Unfortunately, my colleague had the better read. Days later, as I stood in a freezing cemetery with a borrowed yarmulke on my head, I heard person after person, including our former CEO, eulogize Eddie. I also met Eddie’s family, who clearly loved and were committed to him. Even if their vision for his life was not as big as his, I sensed pretty quickly that they could have been persuaded to support Eddie’s dreams. Especially by an advocate and friend like me who is a blunt instrument.

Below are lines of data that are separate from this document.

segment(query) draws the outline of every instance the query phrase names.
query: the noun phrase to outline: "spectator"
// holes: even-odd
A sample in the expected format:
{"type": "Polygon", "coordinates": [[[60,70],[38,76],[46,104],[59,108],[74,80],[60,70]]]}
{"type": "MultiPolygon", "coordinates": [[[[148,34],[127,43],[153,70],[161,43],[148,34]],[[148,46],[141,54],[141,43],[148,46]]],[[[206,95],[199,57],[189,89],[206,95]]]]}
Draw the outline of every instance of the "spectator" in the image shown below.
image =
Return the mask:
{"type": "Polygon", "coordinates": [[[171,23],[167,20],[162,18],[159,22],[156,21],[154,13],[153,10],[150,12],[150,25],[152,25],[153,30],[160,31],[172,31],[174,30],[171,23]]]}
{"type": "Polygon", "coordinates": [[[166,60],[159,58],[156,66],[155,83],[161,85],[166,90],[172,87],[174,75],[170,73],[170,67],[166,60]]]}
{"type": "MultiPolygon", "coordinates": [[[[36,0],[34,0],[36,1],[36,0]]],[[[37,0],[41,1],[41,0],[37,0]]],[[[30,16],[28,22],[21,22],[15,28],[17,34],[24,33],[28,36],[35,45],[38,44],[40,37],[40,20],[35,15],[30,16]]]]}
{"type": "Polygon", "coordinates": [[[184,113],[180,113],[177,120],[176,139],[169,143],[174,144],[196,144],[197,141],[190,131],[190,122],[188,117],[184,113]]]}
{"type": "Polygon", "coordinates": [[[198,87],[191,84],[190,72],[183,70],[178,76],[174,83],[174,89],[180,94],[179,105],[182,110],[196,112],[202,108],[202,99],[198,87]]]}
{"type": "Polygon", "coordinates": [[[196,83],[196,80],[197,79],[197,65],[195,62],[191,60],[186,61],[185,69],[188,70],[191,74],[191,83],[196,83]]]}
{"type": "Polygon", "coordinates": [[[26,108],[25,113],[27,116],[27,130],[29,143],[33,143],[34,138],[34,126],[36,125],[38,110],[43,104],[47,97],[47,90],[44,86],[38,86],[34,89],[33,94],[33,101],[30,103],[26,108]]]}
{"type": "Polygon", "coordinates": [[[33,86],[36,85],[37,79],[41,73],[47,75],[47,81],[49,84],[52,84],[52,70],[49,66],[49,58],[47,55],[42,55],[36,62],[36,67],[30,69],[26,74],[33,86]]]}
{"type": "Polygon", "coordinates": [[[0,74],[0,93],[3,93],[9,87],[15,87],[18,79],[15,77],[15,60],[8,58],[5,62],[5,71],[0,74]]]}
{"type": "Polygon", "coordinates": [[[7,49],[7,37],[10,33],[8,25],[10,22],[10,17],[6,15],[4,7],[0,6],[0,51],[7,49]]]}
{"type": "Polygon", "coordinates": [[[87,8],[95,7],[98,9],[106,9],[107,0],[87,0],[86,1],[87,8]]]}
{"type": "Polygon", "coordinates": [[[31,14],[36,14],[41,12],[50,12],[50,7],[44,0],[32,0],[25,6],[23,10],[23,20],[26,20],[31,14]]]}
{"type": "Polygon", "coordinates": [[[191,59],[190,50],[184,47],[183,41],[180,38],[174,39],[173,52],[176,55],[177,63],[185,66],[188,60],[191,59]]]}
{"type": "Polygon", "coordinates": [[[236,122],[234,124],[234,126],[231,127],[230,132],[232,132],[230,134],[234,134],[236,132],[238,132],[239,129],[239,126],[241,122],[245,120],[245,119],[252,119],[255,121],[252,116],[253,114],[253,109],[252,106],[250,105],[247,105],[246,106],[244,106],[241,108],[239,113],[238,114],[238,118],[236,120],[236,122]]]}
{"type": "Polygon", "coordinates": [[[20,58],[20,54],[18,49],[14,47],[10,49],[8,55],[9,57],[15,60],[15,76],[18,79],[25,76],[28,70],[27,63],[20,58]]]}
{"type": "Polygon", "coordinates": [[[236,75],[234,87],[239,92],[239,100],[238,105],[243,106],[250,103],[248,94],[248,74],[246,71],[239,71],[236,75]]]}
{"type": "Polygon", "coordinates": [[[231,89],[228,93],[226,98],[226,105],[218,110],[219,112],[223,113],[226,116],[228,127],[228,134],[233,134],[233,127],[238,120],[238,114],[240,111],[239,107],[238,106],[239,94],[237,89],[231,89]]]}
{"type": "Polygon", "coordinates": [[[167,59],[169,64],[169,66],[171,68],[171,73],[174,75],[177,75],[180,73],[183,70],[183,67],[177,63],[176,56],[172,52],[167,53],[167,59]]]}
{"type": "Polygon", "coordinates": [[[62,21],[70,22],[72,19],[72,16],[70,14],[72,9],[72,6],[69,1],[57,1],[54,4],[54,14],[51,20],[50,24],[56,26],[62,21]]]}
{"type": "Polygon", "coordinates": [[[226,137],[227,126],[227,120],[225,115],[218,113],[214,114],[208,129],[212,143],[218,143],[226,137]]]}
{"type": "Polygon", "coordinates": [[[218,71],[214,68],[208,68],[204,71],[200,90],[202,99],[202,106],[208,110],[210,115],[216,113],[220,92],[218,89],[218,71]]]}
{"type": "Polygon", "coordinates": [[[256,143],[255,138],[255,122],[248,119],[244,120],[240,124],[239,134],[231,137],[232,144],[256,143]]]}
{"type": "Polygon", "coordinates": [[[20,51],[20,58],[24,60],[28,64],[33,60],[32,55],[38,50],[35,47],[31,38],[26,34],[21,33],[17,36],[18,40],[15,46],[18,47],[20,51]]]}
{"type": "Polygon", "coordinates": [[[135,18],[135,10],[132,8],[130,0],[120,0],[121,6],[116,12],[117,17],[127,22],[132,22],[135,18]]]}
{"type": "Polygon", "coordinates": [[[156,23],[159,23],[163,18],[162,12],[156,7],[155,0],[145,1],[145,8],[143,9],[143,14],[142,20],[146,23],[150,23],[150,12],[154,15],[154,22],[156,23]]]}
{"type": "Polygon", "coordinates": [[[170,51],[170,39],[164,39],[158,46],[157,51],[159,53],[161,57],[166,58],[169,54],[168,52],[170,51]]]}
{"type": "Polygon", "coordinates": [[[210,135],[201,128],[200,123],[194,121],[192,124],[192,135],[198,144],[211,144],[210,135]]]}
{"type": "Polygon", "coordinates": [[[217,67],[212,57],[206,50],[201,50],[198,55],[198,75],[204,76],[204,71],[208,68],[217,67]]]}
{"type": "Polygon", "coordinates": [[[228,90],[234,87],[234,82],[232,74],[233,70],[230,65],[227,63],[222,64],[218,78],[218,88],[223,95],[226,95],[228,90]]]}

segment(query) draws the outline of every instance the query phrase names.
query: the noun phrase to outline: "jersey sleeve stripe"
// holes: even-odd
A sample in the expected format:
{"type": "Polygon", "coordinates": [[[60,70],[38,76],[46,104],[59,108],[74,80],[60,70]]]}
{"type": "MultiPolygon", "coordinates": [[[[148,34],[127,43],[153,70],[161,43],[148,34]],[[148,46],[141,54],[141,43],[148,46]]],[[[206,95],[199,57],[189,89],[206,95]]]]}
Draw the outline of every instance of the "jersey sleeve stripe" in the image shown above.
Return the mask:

As we walked out of the cemetery, footsteps cracking on the ground, I asked Eddie for forgiveness. I also told myself, never again.
I failed Eddie. Rectangle failed him also. We took money from the state to support his life and we used him as a poster boy for the corporate volunteers who we later converted into philanthropic donors. When Eddie clearly shared his vision, time and time again, we failed to walk, work, and fight beside him towards a better life.
Why did we fail Eddie? Because of the perception of potential conflict. Conflict with his family certainly, who may have been resistant to his goals. We may have also been avoiding conflict with Rectangle’s budget, which was better served by Eddie staying within the warm confines of Rectangle than it was with transitioning out into a career in the community he loved.
I don’t think that any of us who knew and loved Eddie failed him intentionally. But we failed him, nonetheless.
I was never going to bury another friend along with his unfulfilled dreams. Out of Eddie’s death, new life had to arise.
Ooof. This one hits hard. Thank you for writing. I've heard this story, but this telling of it was powerful:
"We took money from the state to support his life and we used him as a poster boy for the corporate volunteers who we later converted into philanthropic donors."
Your willingness to subject yourself to the kind of critical barbs you have for unjust institutions is hard for me to read because it is a reminder of what I could be doing better too. Powerful stuff. So glad you're our there doing the work!
the hard things are life changing....mistakes and all...but with grace Jeff you have kept yourself moving forward for the sake of many others in need. Thank you for sharing this.